In the case of a living designer, such as Jasper Morrison, Ed Barber or Jay Osgerby, this funds their personal and business overheads. In the case of a deceased designer the royalty goes to their spouse, as is the case with Verner Panton, or the foundation set up to protect and promote their work and heritage, as is the case with the George Nelson Foundation and the Eames Office.
As for the cost, Vitra works closely with all of the designers, and their representatives, to manufacture their designs to not only the highest standard possible, some Vitra products come with a 30-year warranty, but to the quality levels originally envisaged by the designers. A copyist, by their very nature, exists to make products as cheaply as possible. In essence they are saying "let's try and make this worse than the designer intended".
Vitra is fortunate in one respect, as we have the resources and determination to fight for proper copyright protection. This is an industry-wide problem however, that impacts far more on smaller companies and designers who do not have these resources to take expensive legal proceedings against often quite well-funded copyists. It also does not take a genius to guess what might happen to the royalties for designers working for smaller furniture companies whose margins are being eroded.

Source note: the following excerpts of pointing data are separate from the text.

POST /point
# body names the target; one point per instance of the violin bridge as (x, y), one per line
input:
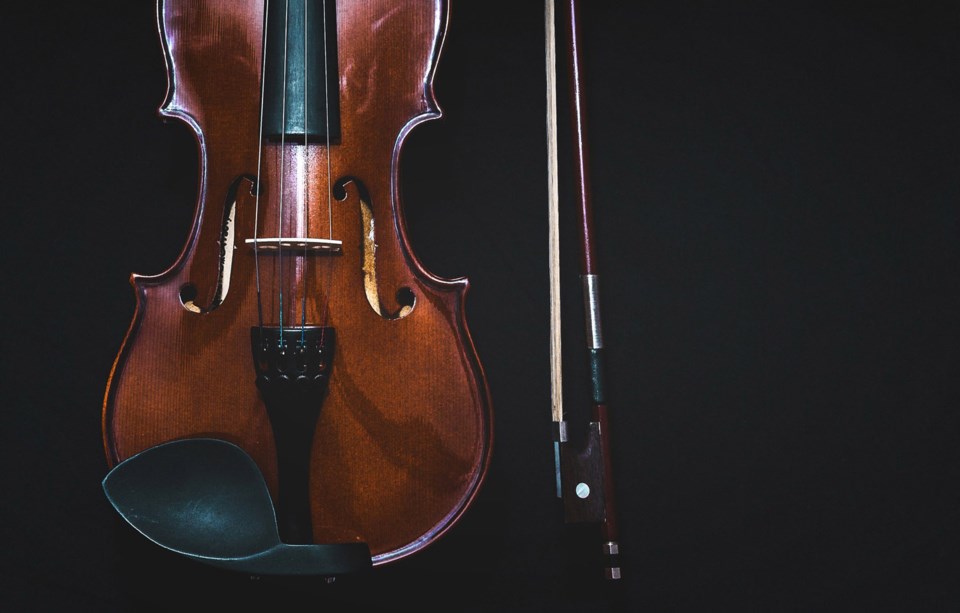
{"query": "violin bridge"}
(295, 244)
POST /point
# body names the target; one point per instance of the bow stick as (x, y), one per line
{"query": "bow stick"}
(584, 476)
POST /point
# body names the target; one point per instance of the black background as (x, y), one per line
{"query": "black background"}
(776, 189)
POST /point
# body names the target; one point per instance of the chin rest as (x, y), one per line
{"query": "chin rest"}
(207, 500)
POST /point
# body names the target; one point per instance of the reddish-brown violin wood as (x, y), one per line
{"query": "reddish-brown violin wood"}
(404, 435)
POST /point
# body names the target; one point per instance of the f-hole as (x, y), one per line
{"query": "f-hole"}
(405, 297)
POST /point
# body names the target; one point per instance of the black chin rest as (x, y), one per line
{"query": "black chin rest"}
(206, 499)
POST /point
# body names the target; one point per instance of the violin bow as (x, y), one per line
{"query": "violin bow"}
(584, 477)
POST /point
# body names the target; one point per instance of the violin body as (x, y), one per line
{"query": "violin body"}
(295, 235)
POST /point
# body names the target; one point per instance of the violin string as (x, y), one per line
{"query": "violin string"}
(283, 157)
(326, 112)
(305, 179)
(327, 268)
(328, 152)
(258, 185)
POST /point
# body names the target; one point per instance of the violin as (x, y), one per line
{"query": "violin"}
(297, 322)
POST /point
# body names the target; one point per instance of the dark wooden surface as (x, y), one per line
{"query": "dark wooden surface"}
(775, 193)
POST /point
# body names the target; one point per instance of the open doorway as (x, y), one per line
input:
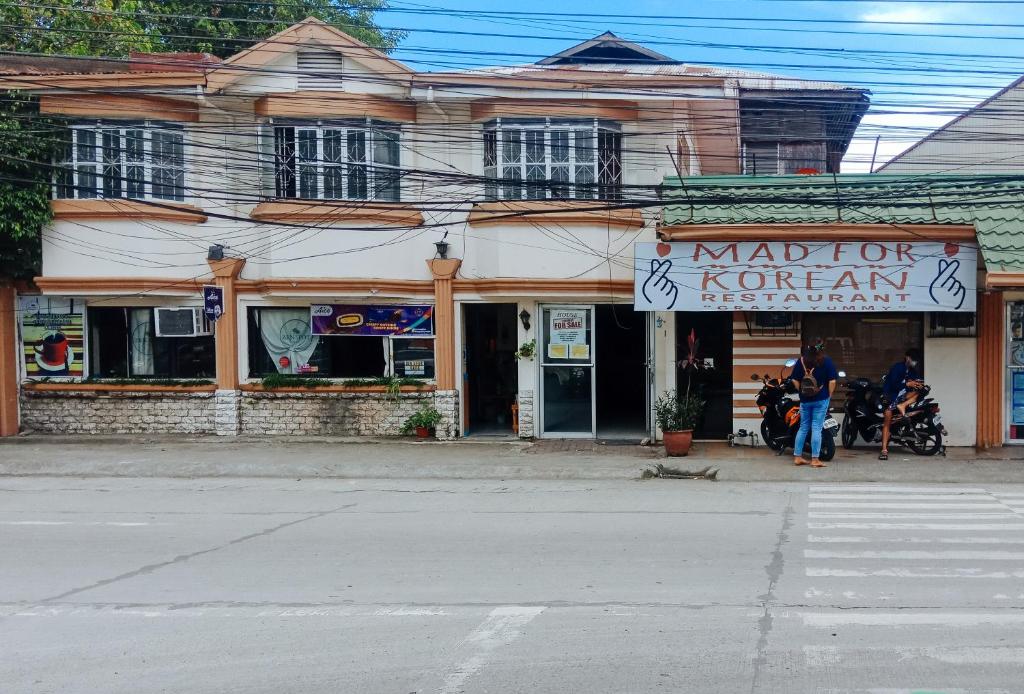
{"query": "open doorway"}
(491, 379)
(622, 372)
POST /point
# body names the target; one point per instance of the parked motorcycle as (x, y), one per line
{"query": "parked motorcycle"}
(780, 416)
(920, 430)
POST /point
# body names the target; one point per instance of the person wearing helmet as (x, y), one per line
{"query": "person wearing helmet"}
(814, 377)
(898, 388)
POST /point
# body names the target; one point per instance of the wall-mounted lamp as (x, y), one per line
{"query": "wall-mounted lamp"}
(524, 318)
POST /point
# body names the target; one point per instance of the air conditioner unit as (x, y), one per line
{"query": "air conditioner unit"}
(187, 321)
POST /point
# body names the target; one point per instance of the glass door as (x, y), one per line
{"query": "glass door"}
(567, 372)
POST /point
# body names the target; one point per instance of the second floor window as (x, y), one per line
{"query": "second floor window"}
(336, 161)
(117, 160)
(552, 159)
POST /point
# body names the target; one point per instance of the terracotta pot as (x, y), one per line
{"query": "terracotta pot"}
(677, 443)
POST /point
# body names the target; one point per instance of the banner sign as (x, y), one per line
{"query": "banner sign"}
(805, 276)
(51, 337)
(213, 301)
(361, 319)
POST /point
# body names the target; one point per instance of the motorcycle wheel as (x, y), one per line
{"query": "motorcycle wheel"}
(930, 441)
(849, 432)
(767, 437)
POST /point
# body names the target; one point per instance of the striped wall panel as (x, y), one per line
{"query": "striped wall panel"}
(754, 354)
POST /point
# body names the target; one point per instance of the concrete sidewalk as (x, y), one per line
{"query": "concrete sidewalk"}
(467, 459)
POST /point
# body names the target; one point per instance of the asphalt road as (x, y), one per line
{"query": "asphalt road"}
(140, 586)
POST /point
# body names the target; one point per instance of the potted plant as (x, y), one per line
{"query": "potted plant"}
(422, 422)
(677, 417)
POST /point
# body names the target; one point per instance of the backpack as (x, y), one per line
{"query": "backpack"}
(808, 385)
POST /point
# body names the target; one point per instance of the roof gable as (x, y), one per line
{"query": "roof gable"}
(308, 33)
(605, 48)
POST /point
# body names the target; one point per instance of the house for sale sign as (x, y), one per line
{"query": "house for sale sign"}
(805, 276)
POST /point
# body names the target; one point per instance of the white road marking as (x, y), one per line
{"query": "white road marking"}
(994, 505)
(915, 526)
(987, 555)
(117, 524)
(947, 516)
(903, 618)
(940, 489)
(923, 572)
(501, 627)
(851, 539)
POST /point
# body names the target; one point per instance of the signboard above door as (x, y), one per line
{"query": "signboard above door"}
(805, 276)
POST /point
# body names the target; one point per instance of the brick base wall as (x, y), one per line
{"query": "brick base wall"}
(116, 413)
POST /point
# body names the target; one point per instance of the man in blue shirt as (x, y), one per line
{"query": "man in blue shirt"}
(813, 405)
(903, 375)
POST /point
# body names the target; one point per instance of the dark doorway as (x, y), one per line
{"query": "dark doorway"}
(491, 379)
(712, 377)
(621, 351)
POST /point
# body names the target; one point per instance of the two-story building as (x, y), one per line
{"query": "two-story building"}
(464, 240)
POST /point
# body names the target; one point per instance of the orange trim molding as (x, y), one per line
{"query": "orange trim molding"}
(10, 358)
(114, 388)
(80, 286)
(120, 105)
(327, 103)
(528, 286)
(95, 81)
(613, 110)
(126, 209)
(380, 214)
(329, 286)
(990, 346)
(339, 388)
(837, 231)
(553, 212)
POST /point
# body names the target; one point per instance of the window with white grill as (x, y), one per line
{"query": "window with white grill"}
(320, 70)
(337, 161)
(112, 160)
(545, 159)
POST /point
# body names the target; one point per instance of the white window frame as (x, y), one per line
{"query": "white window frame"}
(500, 130)
(371, 130)
(122, 128)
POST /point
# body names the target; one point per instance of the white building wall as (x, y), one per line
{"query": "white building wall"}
(951, 367)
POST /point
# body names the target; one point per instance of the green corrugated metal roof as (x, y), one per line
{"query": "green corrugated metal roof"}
(994, 204)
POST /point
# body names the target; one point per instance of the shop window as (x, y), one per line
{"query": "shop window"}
(951, 324)
(281, 342)
(123, 344)
(117, 160)
(540, 159)
(337, 161)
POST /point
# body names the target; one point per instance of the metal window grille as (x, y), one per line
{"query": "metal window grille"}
(337, 161)
(122, 160)
(552, 160)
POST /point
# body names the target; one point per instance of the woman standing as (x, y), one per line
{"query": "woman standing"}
(815, 379)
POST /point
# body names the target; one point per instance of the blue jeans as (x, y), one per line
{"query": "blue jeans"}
(812, 418)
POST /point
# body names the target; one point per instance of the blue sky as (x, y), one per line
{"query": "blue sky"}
(913, 92)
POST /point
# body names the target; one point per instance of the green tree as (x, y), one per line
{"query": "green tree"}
(114, 29)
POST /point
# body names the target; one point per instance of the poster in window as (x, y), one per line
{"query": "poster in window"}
(51, 337)
(372, 320)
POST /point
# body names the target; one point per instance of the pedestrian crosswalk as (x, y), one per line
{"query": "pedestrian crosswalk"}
(901, 581)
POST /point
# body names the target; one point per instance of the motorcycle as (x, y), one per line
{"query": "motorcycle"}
(920, 430)
(780, 416)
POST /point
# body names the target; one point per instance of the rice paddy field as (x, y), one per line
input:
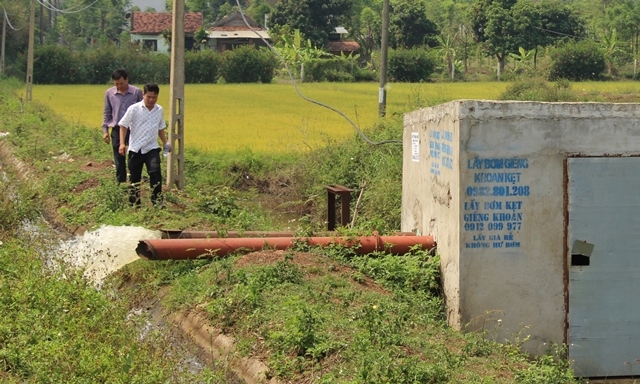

Why should these designers bother working anymore if their designs aren't even going to be protected? And if the designers lose their motivation, then where will the firms get their talent from? The copyists are eating away at the very creativity of our industry, not just selling shoddy knock-offs of existing designs.
The British government has passed a law, the Enterprise and Regulatory Reform Act 2013, that seeks to address this problem. Yet it has also proposed – two years after the passage of this law – a far-too-long three-year transition period before the loophole is finally closed, as well as indefinite sell-through of existing stock. This will effectively create a five-year transition period that favours the copyists. The law that will protect the intellectual property of some of the world's most famous designers is on the statute book: it should now be bought into effect at the earliest opportunity.
Tony Ash is the managing director of Vitra in the UK, USA, India, Middle East and Far East.